Example 58 reflects this issue too; and clearly it is a good idea to comment the extra ArgDef that notes the debug-only purpose of that extra ArgDef, stating that client code should not pass a value for that argument.
01
02 // -- Example 58 -------------------------------------------------------------
03
04 function someFunc (StackOffset)
05 {
06 // Assume that we always perform a test here, irrespective of whether
07 // or not a ValidationDef has been applied to method_A, and that this
08 // function uses throwException to report problems. Assume from there,
09 // that this function has discovered some exceptional condition.
10
11 throwException ("BigBadException", "Run-time monstrosity discovered - run for the hills.", ++StackOffset);
12
13 }
14
15 var MyObj =
16 {
17 method_A : function (Arg_A, Arg_B, Arg_C, StackOffset)
18 {
19 StackOffset = (StackOffset || 0) + 1;
20
21 someFunc (StackOffset);
22
23 }
24
25 };
26
27 var ArgInjectingValidationDef =
28 {
29 CallDef :
20 [
31 { }, // We do not care, for the purpose of this demonstration, what
32 { }, // the types and values of the first three arguments are, so we
33 { }, // just say that some kind of non-null, defined argument is
34 // required in each place.
35 {
36 AllowClasses : ["NumberLiteral"], // But here we allow for the injected argument.
37 NeverUndefined : false,
38 NeverZero : true,
39 NeverNegative : true,
40 NeverFractional : true
41 }
42
43 ],
44
45 preValidator : function (Arguments) // We must inject a stack-offset of 1 because the presence of
46 { // the AJS proxy-function between method_A and the second
47 Arguments.length = 4; // call-point below adds an extra function to the call chain.
48 Arguments[3] = 1; // Note that we do not increment arguments.length, but set it
49 } // explicitly to 4. This is because we cannot guarantee that
50 // the caller provided arguments in all three preceding-places.
51 };
52
53 try
54 {
55 MyObj.method_A (42, "Forty-Two", 4.2424242); // Here, at line 55, someFunc is only one stage away in the call
56 } // chain...
57
58 catch (E) { console.log (E.name + ": " + E.message); }
59
60 AJS_Validator.applyValidationDef (MyObj, ArgInjectingValidationDef, "MyObj");
61
62 try
63 {
64 MyObj.method_A (42, "Forty-Two", 4.2424242); // ...But here at line 64, it is now two stages away in the call
65 } // chain. Nevertheless, injecting a stack-offset argument ensures
66 // that the line-number of the call is reported correctly.

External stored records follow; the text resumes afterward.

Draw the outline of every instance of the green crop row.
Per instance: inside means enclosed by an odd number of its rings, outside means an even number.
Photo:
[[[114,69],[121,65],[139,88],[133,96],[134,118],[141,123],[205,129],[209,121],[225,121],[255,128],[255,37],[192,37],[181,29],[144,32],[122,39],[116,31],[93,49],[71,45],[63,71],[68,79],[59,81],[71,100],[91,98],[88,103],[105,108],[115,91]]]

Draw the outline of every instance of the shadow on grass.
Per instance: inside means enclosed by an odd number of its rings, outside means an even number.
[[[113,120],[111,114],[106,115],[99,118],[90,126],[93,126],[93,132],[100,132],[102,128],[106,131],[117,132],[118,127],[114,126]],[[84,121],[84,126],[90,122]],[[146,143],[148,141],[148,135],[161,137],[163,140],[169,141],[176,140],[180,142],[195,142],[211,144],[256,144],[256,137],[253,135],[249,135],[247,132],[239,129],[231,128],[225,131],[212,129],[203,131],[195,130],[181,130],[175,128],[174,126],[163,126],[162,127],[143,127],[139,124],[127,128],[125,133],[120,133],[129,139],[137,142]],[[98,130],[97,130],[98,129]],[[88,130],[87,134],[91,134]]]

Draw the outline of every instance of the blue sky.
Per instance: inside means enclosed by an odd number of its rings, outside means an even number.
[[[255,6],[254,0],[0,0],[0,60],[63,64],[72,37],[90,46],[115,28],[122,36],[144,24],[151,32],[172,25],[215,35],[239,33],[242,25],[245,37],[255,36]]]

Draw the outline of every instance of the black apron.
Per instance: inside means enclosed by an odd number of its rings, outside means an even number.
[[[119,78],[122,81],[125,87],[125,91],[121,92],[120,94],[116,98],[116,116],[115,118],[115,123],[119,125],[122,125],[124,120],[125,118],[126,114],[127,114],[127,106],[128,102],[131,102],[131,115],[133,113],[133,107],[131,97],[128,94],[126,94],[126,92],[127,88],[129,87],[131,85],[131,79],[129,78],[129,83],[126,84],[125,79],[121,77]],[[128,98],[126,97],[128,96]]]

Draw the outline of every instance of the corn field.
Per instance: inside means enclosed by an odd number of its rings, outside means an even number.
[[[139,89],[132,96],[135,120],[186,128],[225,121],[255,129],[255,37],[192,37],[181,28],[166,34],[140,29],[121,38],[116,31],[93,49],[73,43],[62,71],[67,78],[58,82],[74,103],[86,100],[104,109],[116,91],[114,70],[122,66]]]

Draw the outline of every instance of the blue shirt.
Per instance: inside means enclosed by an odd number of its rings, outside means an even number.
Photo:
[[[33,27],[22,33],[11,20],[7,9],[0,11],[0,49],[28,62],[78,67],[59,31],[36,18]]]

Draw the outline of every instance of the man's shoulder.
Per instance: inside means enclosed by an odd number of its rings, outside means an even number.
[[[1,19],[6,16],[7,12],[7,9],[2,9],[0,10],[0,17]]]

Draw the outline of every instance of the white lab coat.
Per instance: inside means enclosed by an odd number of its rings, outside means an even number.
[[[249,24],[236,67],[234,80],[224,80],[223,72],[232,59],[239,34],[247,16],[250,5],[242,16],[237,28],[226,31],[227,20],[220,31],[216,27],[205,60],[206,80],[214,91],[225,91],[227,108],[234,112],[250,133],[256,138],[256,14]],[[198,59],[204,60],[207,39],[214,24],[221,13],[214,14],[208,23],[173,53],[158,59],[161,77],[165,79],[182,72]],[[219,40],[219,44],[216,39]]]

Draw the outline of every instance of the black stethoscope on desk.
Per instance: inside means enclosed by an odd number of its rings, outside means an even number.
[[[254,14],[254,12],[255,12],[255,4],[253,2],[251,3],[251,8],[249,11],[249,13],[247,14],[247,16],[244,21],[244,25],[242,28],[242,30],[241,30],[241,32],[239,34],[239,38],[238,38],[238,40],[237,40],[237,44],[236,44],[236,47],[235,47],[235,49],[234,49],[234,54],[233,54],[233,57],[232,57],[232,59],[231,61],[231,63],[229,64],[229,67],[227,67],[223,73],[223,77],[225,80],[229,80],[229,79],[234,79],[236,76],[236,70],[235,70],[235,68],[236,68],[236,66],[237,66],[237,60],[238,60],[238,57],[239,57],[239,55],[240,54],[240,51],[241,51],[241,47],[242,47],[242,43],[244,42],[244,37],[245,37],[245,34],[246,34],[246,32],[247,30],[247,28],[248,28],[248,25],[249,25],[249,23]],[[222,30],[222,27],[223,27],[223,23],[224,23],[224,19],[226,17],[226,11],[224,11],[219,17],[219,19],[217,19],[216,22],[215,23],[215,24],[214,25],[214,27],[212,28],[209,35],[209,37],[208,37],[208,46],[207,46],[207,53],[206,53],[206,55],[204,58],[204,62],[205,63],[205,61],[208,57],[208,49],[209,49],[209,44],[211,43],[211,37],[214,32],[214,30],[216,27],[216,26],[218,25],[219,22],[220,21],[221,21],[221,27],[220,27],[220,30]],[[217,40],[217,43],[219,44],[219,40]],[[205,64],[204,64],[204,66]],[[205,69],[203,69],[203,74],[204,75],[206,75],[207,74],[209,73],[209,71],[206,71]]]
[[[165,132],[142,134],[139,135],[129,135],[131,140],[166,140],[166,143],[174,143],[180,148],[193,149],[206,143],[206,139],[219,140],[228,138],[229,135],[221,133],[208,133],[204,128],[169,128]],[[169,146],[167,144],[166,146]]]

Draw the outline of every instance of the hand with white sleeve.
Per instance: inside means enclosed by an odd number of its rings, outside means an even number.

67 catch (E) { console.log (E.name + ": " + E.message); }
68
69
70
-- Output --------------------------------------------------------------------
BigBadException: Run-time monstrosity discovered - run for the hills. Exception occurred during
execution of Example_58 at line: 55 in: Example_58.js.
BigBadException: Run-time monstrosity discovered - run for the hills. Exception occurred during
execution of Example_58 at line: 64 in: Example_58.js.